Problem decoding h264 over RTP TCP stream - ffmpeg

I'm trying to receive RTP stream encoding h264 over TCP from my intercom Hikvision DS-KH8350-WTE1. By reverse engineering I was able to replicate how Hikvision original software Hik-Connect on iPhone and iVMS-4200 on MacOS connects and negotaties streaming. Now I'm getting the very same stream as original apps - verified through Wireshark. Now I need to "make sense" of the stream. I know it's RTP because I inspected how iVMS-4200 uses it using /usr/bin/sample on MacOS. Which yields:
! : 2 CStreamConvert::InputData(void*, int) (in libOpenNetStream.dylib) + 52 [0x11ff7c7a6]
+ ! : 2 SYSTRANS_InputData (in libSystemTransform.dylib) + 153 [0x114f917f2]
+ ! : 1 CRTPDemux::ProcessH264(unsigned char*, unsigned int, unsigned int, unsigned int) (in libSystemTransform.dylib) + 302 [0x114fa2c04]
+ ! : | 1 CRTPDemux::AddAVCStartCode() (in libSystemTransform.dylib) + 47 [0x114fa40f1]
+ ! : 1 CRTPDemux::ProcessH264(unsigned char*, unsigned int, unsigned int, unsigned int) (in libSystemTransform.dylib) + 476 [0x114fa2cb2]
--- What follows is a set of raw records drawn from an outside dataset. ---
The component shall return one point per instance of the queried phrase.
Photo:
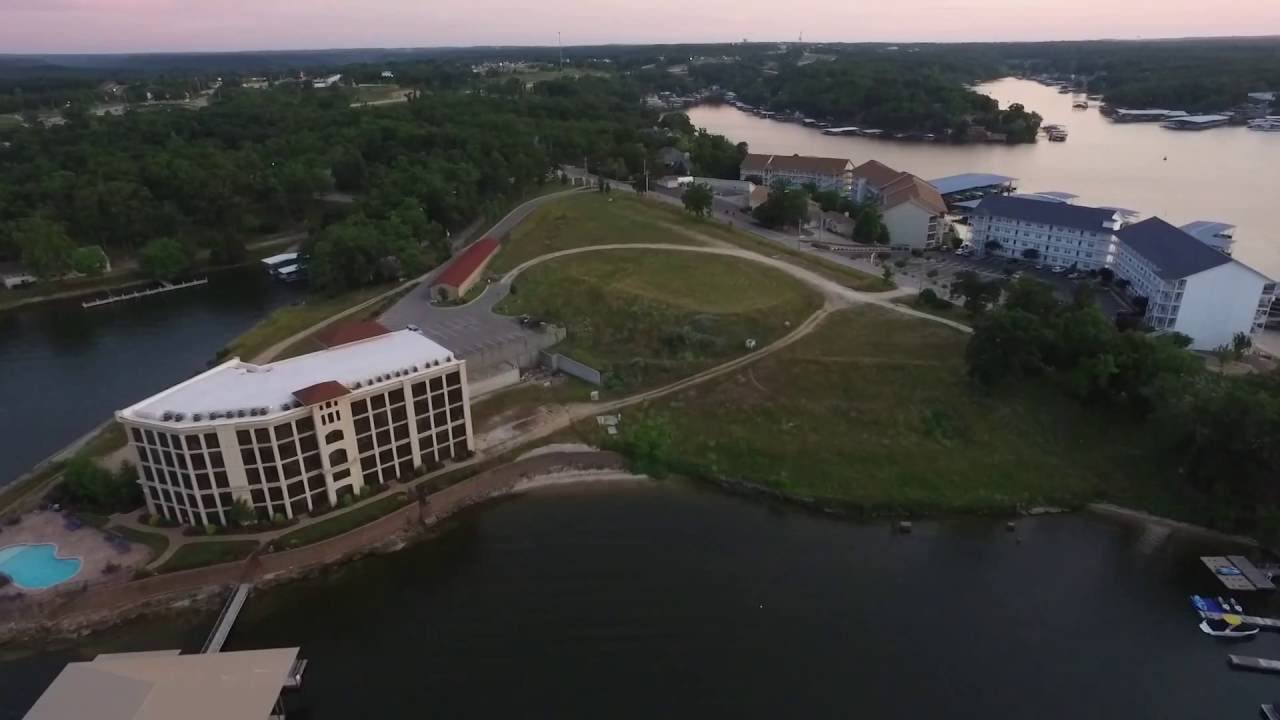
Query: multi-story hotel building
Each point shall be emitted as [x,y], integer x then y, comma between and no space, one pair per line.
[827,173]
[1192,287]
[304,432]
[1059,232]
+ ! : 1 CRTPDemux::ProcessVideoFrame(unsigned char*, unsigned int, unsigned int) (in libSystemTransform.dylib) + 1339 [0x114fa29b3]
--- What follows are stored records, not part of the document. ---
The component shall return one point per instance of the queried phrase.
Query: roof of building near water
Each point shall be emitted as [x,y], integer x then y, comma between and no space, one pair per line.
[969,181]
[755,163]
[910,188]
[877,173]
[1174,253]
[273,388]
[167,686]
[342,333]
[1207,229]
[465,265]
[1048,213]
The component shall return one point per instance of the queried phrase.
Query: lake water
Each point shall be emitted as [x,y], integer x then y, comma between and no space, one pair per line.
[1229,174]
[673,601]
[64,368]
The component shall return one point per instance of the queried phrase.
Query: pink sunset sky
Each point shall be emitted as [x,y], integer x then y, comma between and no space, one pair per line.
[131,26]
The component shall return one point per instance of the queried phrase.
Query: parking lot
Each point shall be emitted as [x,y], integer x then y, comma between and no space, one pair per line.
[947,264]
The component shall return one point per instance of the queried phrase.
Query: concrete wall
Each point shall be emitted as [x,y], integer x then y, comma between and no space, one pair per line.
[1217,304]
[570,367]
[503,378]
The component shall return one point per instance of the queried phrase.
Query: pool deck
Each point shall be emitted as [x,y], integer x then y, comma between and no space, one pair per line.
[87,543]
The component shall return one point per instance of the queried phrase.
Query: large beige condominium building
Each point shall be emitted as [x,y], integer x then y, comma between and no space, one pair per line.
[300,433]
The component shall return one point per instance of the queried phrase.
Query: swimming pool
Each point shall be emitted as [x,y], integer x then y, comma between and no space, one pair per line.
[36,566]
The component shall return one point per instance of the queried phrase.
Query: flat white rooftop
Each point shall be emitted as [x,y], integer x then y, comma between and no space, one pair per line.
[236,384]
+ ! : 1 CMPEG2PSPack::InputData(unsigned char*, unsigned int, FRAME_INFO*) (in libSystemTransform.dylib) + 228 [0x114f961d6]
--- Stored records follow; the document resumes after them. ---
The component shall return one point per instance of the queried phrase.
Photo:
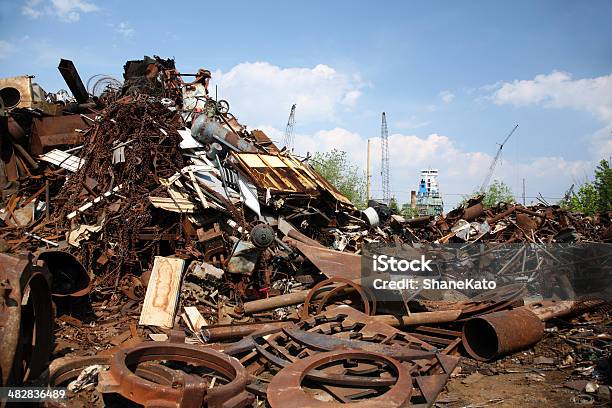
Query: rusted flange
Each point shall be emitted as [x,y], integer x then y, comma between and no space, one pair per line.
[187,390]
[69,276]
[66,369]
[368,309]
[26,320]
[285,389]
[492,335]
+ ! : 1 CMPEG2PSPack::PackH264Frame(unsigned char*, unsigned int, FRAME_INFO*) (in libSystemTransform.dylib) + 238 [0x114f972fe]
+ ! : 1 CMPEG2PSPack::FindAVCStartCode(unsigned char*, unsigned int) (in libSystemTransform.dylib) + 23 [0x114f97561]`
I can catch that with lldb and see the arriving packet data making sense as the format I'm describing.
The packet signatures look following:
0x24 0x02 0x05 0x85 0x80 0x60 0x01 0x57 0x00 0x00 0x00 0x02 0x00 0x00 0x27 0xde
0x0d 0x80 0x60 0x37 0x94 0x71 0xe3 0x97 0x10 0x77 0x20 0x2c 0x51 | 0x7c
0x85 0xb8 0x00 00 00 00 01 65 0xb8 0x0 0x0 0xa 0x35 ...
0x24 0x02 0x05 0x85 0x80 0x60 0x01 0x58 0x00 0x00 0x00 0x02 0x00 0x00 0x27 0xde
0xd 0x80 0x60 0x37 0x95 0x71 0xe3 0x97 0x10 0x77 0x20 0x2c 0x51 | 0x7c 0x05 0x15 0xac ...
0x24 0x02 0x5 0x85 0x80 0x60 0x01 0x59 0x00 0x0 0x00 0x02 0x00 00x0 0x27 0xde
0xd 0x80 0x60 0x37 0x96 0x71 0xe3 0x97 0x10 0x77 0x20 0x2c 0x51 | 0x7c 0x05 0x5d 0x00 ...
By the means of reverse engineering the original software I was able to figure out that 0x7c85 indicates a key frame. 0x7c85 bytes in the genuine software processing do get replaced by h264 00 00 00 01 65 Key frame NALU . That's h264 appendix-B format.
The 0x7c05 packets always follow and are the remaining payload of the key frame. No NALU are added during their handling (the 0x7c05 is stripped away and rest of the bytes is copied). None of the bytes preceding 0x7cXX make it to a mp4 recording (that makes sense as it's the RTP protocol , albeit I'm not sure if it's entirely RTP standard or there's something custom from Hikvision).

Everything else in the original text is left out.